TRIBUTES have been paid to Worcester's "heroes" in the aftermath of the horrific floods - as a £50,000 hardship fund was launched to help people get back to their feet.

Rival politicians at Worcester City Council have united to pay their respects to the hundreds of people and organisations who made a difference.

During the 2014/15 budget setting meeting at the Guildhall last night, leader Councillor Adrian Gregson said the city can be proud of the "exceptional" response to the worst floods to hit Worcester in seven years.

An attempt by the opposition Conservative Party to agree a £50,000 flood recovery fund was also agreed, offering vital help to those still suffering the consequences of the rising river levels.

The fund, which is a provisional pot of money and could be increased, will be used to offer cash handouts to those trying to rebuild their lives.

Although the exact methodology around how it will be spent and who will qualify for it are yet to be determined, it was nodded through after all parties agreed the city's recovery is still in its early stages.

The £50,000 fund was the idea of Councillor Lucy Hodgson, a Conservative and former Mayor of Worcester.

During the meeting Cllr Gregson name-checked city council staff, the Environment Agency, county council and even the likes of Tesco for offering people free cleaning packs and NPower for sending out volunteers.

He said he'd "like to thank everyone" for "keeping the city moving" when its luck was down.

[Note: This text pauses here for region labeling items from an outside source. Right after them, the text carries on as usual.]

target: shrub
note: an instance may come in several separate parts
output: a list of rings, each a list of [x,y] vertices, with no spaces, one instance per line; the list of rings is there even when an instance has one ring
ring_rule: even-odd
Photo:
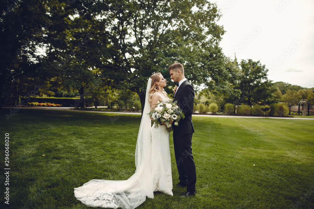
[[[208,106],[208,108],[210,112],[213,114],[215,114],[218,111],[218,105],[216,103],[212,102]]]
[[[261,108],[262,106],[261,105],[254,105],[252,108],[252,114],[254,115],[263,115],[264,112],[261,109]]]
[[[195,112],[197,111],[198,111],[199,112],[199,106],[198,105],[197,105],[194,104],[194,106],[193,107],[193,112]]]
[[[123,110],[125,107],[125,104],[123,101],[117,100],[116,101],[115,103],[118,107],[118,110],[119,111]]]
[[[279,115],[282,116],[284,115],[287,115],[289,112],[289,107],[287,104],[283,102],[280,102],[278,104],[277,113]]]
[[[268,115],[275,115],[278,112],[278,104],[276,103],[270,105],[270,110]]]
[[[224,111],[226,114],[231,115],[234,112],[235,106],[232,104],[227,103],[225,105],[224,109]]]
[[[141,109],[141,102],[138,100],[136,100],[133,103],[133,106],[134,107],[134,111],[136,112],[138,112]]]
[[[238,114],[239,115],[248,115],[251,114],[252,107],[247,105],[242,105],[238,106]]]
[[[206,113],[207,112],[207,108],[205,105],[203,103],[198,104],[198,111],[200,113]]]

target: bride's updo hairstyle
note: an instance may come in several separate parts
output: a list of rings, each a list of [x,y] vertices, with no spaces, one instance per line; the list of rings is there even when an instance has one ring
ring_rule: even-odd
[[[148,102],[151,105],[152,103],[152,97],[153,97],[153,95],[154,95],[155,92],[158,91],[158,85],[156,83],[156,82],[160,80],[160,75],[161,75],[161,74],[160,73],[157,73],[153,74],[150,76],[150,78],[152,79],[152,85],[150,86],[150,88],[148,91]],[[167,97],[167,93],[165,91],[165,89],[163,89],[162,93],[166,98]]]

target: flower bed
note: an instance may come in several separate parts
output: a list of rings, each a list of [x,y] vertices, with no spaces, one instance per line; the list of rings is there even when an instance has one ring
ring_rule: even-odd
[[[27,102],[26,104],[27,105],[30,106],[39,106],[40,107],[62,107],[62,105],[59,104],[55,104],[54,103],[50,103],[49,102],[42,102],[39,103],[37,102]]]

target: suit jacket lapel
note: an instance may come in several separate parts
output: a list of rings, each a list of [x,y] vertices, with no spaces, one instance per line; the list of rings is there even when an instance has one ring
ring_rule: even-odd
[[[180,85],[180,87],[179,87],[179,89],[177,90],[177,91],[178,91],[178,92],[177,92],[176,91],[176,92],[175,92],[176,93],[176,96],[174,97],[173,98],[174,99],[175,97],[176,97],[176,96],[178,95],[178,94],[181,91],[181,90],[182,89],[182,87],[183,87],[182,86],[183,85],[184,85],[184,84],[187,82],[187,80],[186,80],[184,81],[183,81],[183,83],[182,83],[182,84]]]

"City council staff from a whole variety of council areas are also a lot of the unsung heroes here," he said.

"The staff are committed to their jobs and have wanted to do all they can to help."

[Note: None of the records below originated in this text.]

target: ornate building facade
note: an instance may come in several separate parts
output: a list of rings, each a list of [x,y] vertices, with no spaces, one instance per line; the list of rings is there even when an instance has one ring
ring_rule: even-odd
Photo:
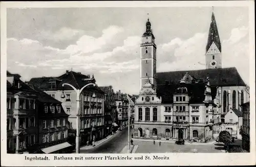
[[[115,92],[112,86],[101,86],[100,88],[105,92],[104,109],[105,115],[105,135],[108,136],[114,131],[114,124],[117,121],[116,103],[115,101]]]
[[[7,153],[22,154],[38,143],[38,92],[7,73]]]
[[[68,83],[76,89],[80,89],[89,83],[96,83],[93,76],[84,75],[80,73],[66,71],[60,76],[32,78],[29,84],[44,90],[48,94],[61,102],[65,112],[69,116],[69,135],[75,137],[76,129],[76,92]],[[65,98],[61,95],[65,94]],[[93,95],[95,97],[93,97]],[[90,85],[83,89],[80,94],[80,144],[86,145],[87,141],[98,140],[104,136],[104,92],[97,85]]]
[[[126,94],[121,93],[119,90],[115,96],[117,112],[117,124],[121,128],[128,125],[128,104],[129,101],[126,98]]]
[[[140,44],[141,90],[135,103],[135,137],[208,140],[212,137],[214,125],[224,123],[231,108],[241,110],[240,105],[249,97],[249,87],[237,69],[222,68],[214,14],[205,69],[157,73],[157,47],[151,26],[148,19]]]

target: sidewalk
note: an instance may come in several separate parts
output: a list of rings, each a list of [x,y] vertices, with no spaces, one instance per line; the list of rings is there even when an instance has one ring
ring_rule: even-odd
[[[106,141],[109,140],[110,139],[112,138],[113,136],[116,135],[117,134],[119,133],[120,131],[119,130],[117,130],[116,131],[116,133],[114,133],[113,135],[108,135],[106,136],[106,137],[101,139],[100,140],[98,140],[97,141],[95,141],[95,146],[93,147],[92,145],[90,145],[90,146],[82,146],[80,148],[80,151],[82,151],[82,150],[90,150],[92,148],[97,147],[98,146],[100,146],[102,143],[104,142],[105,141]]]
[[[146,142],[153,142],[153,140],[151,139],[142,139],[142,138],[133,138],[133,140],[134,141],[146,141]],[[156,142],[159,142],[161,141],[162,143],[172,143],[175,144],[176,140],[155,140]],[[187,141],[185,140],[185,145],[212,145],[215,143],[217,142],[216,141],[211,140],[207,142],[193,142],[189,143]]]

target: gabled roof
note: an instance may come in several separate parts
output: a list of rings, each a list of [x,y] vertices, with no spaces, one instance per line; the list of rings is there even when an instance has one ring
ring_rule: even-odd
[[[50,79],[54,79],[56,81],[56,90],[62,90],[62,88],[67,90],[72,89],[72,88],[67,85],[65,85],[62,88],[62,85],[63,83],[68,83],[73,85],[76,89],[80,89],[89,83],[95,83],[95,82],[94,78],[93,78],[93,79],[90,79],[88,76],[81,74],[80,73],[76,73],[71,71],[67,71],[66,73],[57,77],[33,78],[29,82],[29,83],[32,84],[39,89],[47,90],[49,89],[47,83]],[[97,85],[95,86],[95,87],[90,85],[88,87],[87,87],[87,88],[89,88],[92,90],[97,91],[99,92],[103,93],[103,91],[102,91]]]
[[[246,85],[236,67],[158,73],[157,85],[165,84],[166,81],[171,84],[178,84],[186,73],[193,77],[203,79],[203,82],[205,82],[208,77],[211,86]]]
[[[239,111],[236,108],[231,108],[231,109],[238,117],[243,116],[243,112],[242,111]]]
[[[213,42],[215,43],[220,52],[221,52],[221,41],[220,40],[220,36],[219,36],[217,25],[214,12],[212,12],[212,14],[211,15],[211,22],[210,25],[210,29],[209,30],[208,41],[206,48],[206,53]]]

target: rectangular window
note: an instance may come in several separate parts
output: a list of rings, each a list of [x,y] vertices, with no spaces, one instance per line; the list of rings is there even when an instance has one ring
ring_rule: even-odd
[[[66,126],[66,120],[65,120],[65,118],[62,119],[62,126]]]
[[[25,101],[23,99],[19,99],[19,108],[25,109]]]
[[[54,106],[51,106],[51,111],[52,111],[52,113],[54,113]]]
[[[53,141],[54,140],[53,134],[53,133],[51,133],[51,134],[50,135],[50,141]]]
[[[57,111],[58,112],[60,112],[60,106],[57,106]]]
[[[26,127],[29,128],[29,117],[26,117],[25,118],[25,122],[26,122]]]
[[[51,124],[50,124],[51,128],[54,127],[54,122],[53,120],[51,120]]]
[[[70,107],[67,107],[66,111],[67,111],[67,114],[70,114]]]
[[[10,119],[7,119],[7,130],[10,130]]]
[[[56,133],[56,139],[59,140],[59,132],[57,132]]]
[[[65,131],[61,132],[61,139],[65,138]]]
[[[57,119],[57,126],[59,127],[60,125],[59,125],[59,120]]]
[[[46,120],[42,121],[42,128],[46,128]]]
[[[45,106],[45,113],[47,113],[48,112],[48,106]]]
[[[30,144],[33,145],[35,143],[35,135],[32,135],[30,136]]]
[[[7,103],[6,104],[6,107],[7,107],[7,109],[9,109],[9,104],[10,103],[10,99],[7,98]]]
[[[43,135],[42,137],[42,143],[46,142],[46,135]]]
[[[30,117],[30,126],[35,126],[35,117],[34,116],[32,116]]]
[[[66,94],[66,101],[71,101],[70,93]]]

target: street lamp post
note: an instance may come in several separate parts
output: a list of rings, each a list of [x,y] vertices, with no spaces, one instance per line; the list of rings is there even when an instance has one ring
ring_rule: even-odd
[[[131,115],[131,106],[130,106],[130,102],[133,98],[135,98],[136,99],[136,97],[133,97],[130,100],[127,98],[127,97],[124,97],[127,100],[128,100],[128,148],[127,152],[128,153],[130,153],[130,115]]]
[[[89,85],[93,85],[95,86],[95,84],[94,83],[89,83],[81,88],[81,89],[77,89],[73,85],[68,84],[64,83],[62,84],[62,87],[64,85],[68,85],[72,87],[74,90],[76,92],[76,151],[77,154],[80,153],[80,94],[82,92],[83,89]],[[95,93],[94,92],[92,96],[93,98],[96,97]],[[64,91],[62,91],[62,94],[61,96],[61,98],[65,98],[65,95],[64,94]]]

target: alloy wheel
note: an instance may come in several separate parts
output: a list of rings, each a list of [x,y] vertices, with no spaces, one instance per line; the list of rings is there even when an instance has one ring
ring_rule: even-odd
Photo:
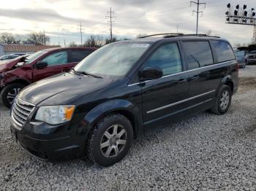
[[[114,125],[104,133],[100,141],[100,150],[105,157],[116,157],[124,149],[127,133],[121,125]]]
[[[225,110],[230,103],[230,93],[227,90],[225,90],[220,98],[220,108]]]

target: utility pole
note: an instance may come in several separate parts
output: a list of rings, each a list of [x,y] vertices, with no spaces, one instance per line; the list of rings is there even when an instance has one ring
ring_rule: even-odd
[[[80,39],[81,39],[81,46],[82,46],[83,45],[83,31],[84,31],[84,28],[83,28],[81,22],[80,22],[80,24],[78,25],[78,30],[80,31]]]
[[[44,44],[45,45],[46,45],[46,37],[45,37],[45,30],[44,30]]]
[[[256,44],[256,26],[253,26],[253,36],[252,36],[252,44]]]
[[[115,23],[115,21],[113,21],[113,18],[116,18],[116,16],[113,16],[115,15],[115,12],[112,11],[112,8],[110,7],[110,11],[107,12],[107,16],[106,18],[109,19],[108,20],[108,24],[110,24],[110,42],[113,41],[113,33],[112,33],[112,28],[113,28],[113,23]]]
[[[196,30],[196,34],[198,34],[198,20],[199,20],[199,14],[201,13],[203,15],[203,12],[202,11],[199,11],[199,7],[201,4],[204,4],[205,7],[206,7],[206,3],[200,3],[200,0],[197,0],[197,2],[195,2],[195,1],[190,1],[190,7],[192,4],[195,4],[197,5],[197,11],[193,10],[193,13],[195,12],[197,13],[197,30]]]
[[[59,39],[59,46],[60,41],[59,41],[59,27],[58,27],[58,39]]]

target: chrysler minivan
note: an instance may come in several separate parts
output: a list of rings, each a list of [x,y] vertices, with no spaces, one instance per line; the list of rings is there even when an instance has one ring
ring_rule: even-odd
[[[219,37],[167,34],[118,42],[70,71],[23,89],[12,105],[11,132],[42,160],[86,156],[108,166],[151,128],[201,111],[225,114],[238,76],[230,44]]]

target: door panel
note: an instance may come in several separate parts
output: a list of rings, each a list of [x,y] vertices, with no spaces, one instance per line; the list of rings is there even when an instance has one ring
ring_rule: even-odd
[[[183,71],[179,49],[176,43],[170,43],[157,49],[145,62],[142,69],[157,66],[164,77],[147,82],[140,82],[142,90],[144,125],[169,120],[181,114],[187,98],[189,86],[187,74]],[[158,125],[158,124],[157,124]]]
[[[182,42],[182,46],[188,70],[190,100],[187,105],[190,107],[214,97],[221,71],[210,69],[214,66],[214,58],[208,41],[187,41]]]
[[[53,52],[46,55],[41,61],[47,62],[48,66],[42,69],[34,67],[33,82],[59,74],[65,71],[65,70],[68,71],[72,68],[70,67],[71,63],[67,63],[68,55],[67,51]]]
[[[188,98],[186,73],[141,83],[145,125],[157,122],[158,120],[176,117],[183,113]]]

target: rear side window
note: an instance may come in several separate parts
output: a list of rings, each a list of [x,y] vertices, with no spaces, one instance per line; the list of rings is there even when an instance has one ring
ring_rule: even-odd
[[[217,54],[218,63],[235,60],[236,57],[228,43],[224,41],[211,41],[213,48]]]
[[[214,64],[208,42],[184,42],[188,70]]]
[[[66,51],[56,52],[46,56],[42,61],[47,62],[50,66],[67,63],[67,53]]]
[[[161,68],[164,76],[182,71],[181,59],[177,44],[164,45],[157,49],[143,67],[150,66]]]
[[[91,53],[91,50],[71,50],[70,62],[80,62]]]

Councillor Pat Agar, the Mayor of Worcester, said: "I'd like to say a profound thank you to the staff, the volunteers, everyone who did so well to help with the flooding."

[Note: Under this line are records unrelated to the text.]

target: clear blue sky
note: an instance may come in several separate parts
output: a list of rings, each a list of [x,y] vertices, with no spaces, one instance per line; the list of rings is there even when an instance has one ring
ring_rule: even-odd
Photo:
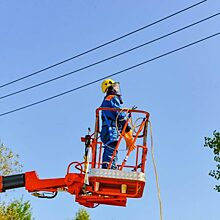
[[[69,58],[198,1],[1,1],[0,84]],[[208,0],[183,14],[58,68],[0,89],[3,96],[144,43],[220,11]],[[118,59],[0,100],[0,113],[75,88],[220,31],[219,16]],[[124,107],[151,114],[164,220],[217,220],[219,194],[208,176],[213,155],[204,136],[220,130],[220,37],[148,63],[117,77]],[[102,101],[100,83],[23,111],[0,117],[0,139],[20,155],[24,171],[63,177],[71,161],[83,160],[80,137],[94,127]],[[159,219],[150,154],[144,196],[126,208],[88,209],[93,220]],[[36,220],[66,220],[80,206],[60,193],[40,200],[23,189],[10,196],[30,200]]]

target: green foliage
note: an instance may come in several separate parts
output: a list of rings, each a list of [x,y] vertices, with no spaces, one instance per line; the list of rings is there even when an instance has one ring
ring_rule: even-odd
[[[31,205],[22,199],[9,204],[0,203],[0,220],[31,220]]]
[[[79,209],[74,220],[90,220],[89,213],[86,209]]]
[[[0,175],[7,176],[21,171],[19,156],[0,143]],[[0,202],[0,220],[31,220],[31,205],[23,199],[10,203]]]
[[[209,147],[213,150],[214,161],[217,163],[216,170],[211,170],[209,175],[216,180],[220,180],[220,132],[214,131],[214,137],[205,137],[205,147]],[[220,185],[215,186],[215,190],[220,192]]]
[[[22,165],[18,162],[18,158],[17,154],[0,143],[0,175],[6,176],[20,172]]]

Councillor Roger Knight, from the Conservatives, added: "The effort was absolutely first class and we owe them a debt of gratitude."

The criteria for the flood recovery fund fund will be developed in talks between group leaders from all the parties.

It follows a move by Malvern Hills District Council to offer affected households £250 grants, and a £130 million package from the Government to help people in need.

The details of the Government's help, which includes business rate and council tax relief, as well as potential household help worth up to £5,000, is still being worked through by local authorities.